Buffalo's assessment policies are ambiguous at best -- and arbitrary, unfair or possibly even skewed by favoritism at worst.
The problems could be costing some property owners hundreds of dollars each year, while others get away with paying less than they should.
And this time, the criticism isn't coming from irate homeowners facing higher taxes; it's coming from top city officials.
Mayor Byron W. Brown has ordered a review of assessment practices after his accountability panel released data that raises red flags about whether all properties are being fairly assessed.
For example, one map that plotted assessment changes on the upper West Side showed that most homes along a stretch of Lancaster Avenue will see higher assessments this spring. However, many homes only a few hundred feet away on Lafayette Avenue will see their assessments lowered.

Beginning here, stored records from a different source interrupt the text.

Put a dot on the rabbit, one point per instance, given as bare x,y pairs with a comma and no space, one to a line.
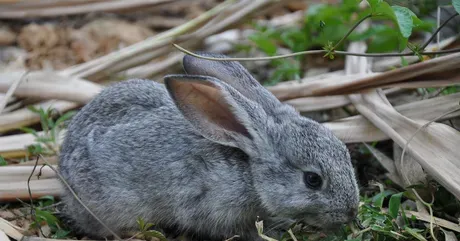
208,153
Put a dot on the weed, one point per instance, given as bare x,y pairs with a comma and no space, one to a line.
48,140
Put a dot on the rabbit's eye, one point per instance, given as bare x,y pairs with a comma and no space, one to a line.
313,180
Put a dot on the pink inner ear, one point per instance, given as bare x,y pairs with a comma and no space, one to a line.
210,103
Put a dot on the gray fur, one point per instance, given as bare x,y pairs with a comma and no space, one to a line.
131,152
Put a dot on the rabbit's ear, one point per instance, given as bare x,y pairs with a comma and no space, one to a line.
233,74
217,110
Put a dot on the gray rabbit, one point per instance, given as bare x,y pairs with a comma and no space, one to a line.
209,153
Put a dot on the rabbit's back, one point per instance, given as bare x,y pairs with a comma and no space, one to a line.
129,154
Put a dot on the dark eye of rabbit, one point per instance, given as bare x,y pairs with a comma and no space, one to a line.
313,180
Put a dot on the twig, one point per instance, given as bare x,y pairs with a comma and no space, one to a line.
10,92
32,210
314,52
437,31
79,200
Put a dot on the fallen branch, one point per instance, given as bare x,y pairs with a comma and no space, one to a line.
77,7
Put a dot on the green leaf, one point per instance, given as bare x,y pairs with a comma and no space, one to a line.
404,20
314,9
415,233
351,4
377,200
3,161
264,43
404,61
46,216
456,4
395,203
60,234
374,4
384,9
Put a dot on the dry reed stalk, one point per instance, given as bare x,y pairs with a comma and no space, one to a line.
359,82
136,54
357,129
78,7
435,146
135,51
49,85
307,104
11,191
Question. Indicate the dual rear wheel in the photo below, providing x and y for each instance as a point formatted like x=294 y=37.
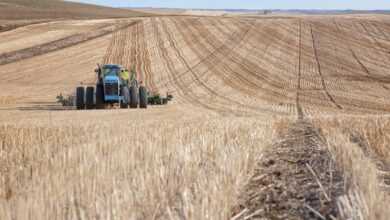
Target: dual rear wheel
x=131 y=97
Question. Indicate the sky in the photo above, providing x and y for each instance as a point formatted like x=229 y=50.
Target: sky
x=248 y=4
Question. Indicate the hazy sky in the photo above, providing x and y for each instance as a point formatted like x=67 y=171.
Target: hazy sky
x=248 y=4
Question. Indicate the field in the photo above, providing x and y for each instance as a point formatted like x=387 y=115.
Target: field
x=272 y=118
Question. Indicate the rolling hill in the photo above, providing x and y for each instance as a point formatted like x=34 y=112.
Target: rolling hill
x=52 y=9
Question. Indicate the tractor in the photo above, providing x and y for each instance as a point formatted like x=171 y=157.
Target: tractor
x=111 y=89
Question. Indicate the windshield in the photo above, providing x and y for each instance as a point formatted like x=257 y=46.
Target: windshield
x=111 y=71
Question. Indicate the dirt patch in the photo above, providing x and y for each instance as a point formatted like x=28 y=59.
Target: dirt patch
x=11 y=26
x=295 y=179
x=69 y=41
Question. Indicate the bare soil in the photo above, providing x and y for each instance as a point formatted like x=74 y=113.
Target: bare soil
x=294 y=179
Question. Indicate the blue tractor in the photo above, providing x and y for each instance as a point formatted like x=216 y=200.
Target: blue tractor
x=112 y=89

Then there's data that compares assessed values with recent property sales. On a stretch of Lafayette between Elmwood and Richmond avenues, properties were assessed at an average of nearly $53,000 lower than the typical selling price, according to CitiStat data. On nearby Melbourne Court, assessed values were $21,500 higher than the average selling price for a home.
"I can't look at that and say we're being fair to our taxpayers," said Finance Commissioner Janet Penksa. "I'm missing something."

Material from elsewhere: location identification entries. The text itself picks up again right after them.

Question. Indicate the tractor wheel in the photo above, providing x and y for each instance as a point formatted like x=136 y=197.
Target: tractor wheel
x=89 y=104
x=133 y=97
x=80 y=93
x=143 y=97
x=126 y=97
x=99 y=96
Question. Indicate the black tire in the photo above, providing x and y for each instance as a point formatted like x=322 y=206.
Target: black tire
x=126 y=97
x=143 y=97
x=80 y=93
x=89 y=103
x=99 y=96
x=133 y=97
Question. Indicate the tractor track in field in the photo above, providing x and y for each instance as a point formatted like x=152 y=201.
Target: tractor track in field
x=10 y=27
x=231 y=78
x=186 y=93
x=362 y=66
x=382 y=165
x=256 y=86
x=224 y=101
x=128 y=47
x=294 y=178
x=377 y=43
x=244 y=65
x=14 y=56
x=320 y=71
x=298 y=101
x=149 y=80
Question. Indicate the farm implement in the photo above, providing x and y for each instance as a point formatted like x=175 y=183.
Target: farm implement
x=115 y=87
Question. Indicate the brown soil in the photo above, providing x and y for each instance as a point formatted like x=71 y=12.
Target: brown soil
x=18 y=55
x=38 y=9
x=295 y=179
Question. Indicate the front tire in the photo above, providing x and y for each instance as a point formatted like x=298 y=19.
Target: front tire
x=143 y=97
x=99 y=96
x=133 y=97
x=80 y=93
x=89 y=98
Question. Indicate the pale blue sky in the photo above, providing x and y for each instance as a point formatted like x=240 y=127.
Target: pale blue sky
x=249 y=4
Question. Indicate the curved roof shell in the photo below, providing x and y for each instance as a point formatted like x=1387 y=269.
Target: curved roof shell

Other concerns involved complaints by homeowners on Hodge Avenue who cited jolting disparities in assessed values of dwellings on the same block. For example, one three-family home is assessed at $275,000, while two five-family units located only a few doors away have assessments that are less than half that amount.
"Something is wrong," said First Deputy Mayor Steven M. Casey.
Other concerns involve a practice that can cause properties in high-appreciating neighborhoods to have their assessments increased several times in less than a decade, while other properties don't see values change for five or more years.
Assessors insist their actions are driven by real estate trends, but Brown said many residents are skeptical.
"When I see disparities, it's disturbing to me," Brown said.
Assessment Commissioner Martin F. Kennedy noted that mistakes can be made -- and that property owners can challenge their assessments by taking their case to an independent review panel.
"We have never expressed the opinion that we're perfect," said Kennedy. "We do the best we can with what we have."
Last year, two-thirds of all property owners who challenged their assessments were given some relief. Assessment reductions ranged from $100 to tens of thousands of dollars. For every $1,000 reduction in assessed value, a property owner would save about $19 a year in city taxes based on current rates.
Kennedy noted that even with assessment increases, nearly 80 percent of all homeowners and 85 percent of commercial property owners are paying either the same amount or less in city taxes than they were paying in 2006. The city has cut the tax rate in each of the last few years.
Brown has given Kennedy until Feb. 27 to prepare a report outlining assessment practices and possibly pinpointing ways to improve.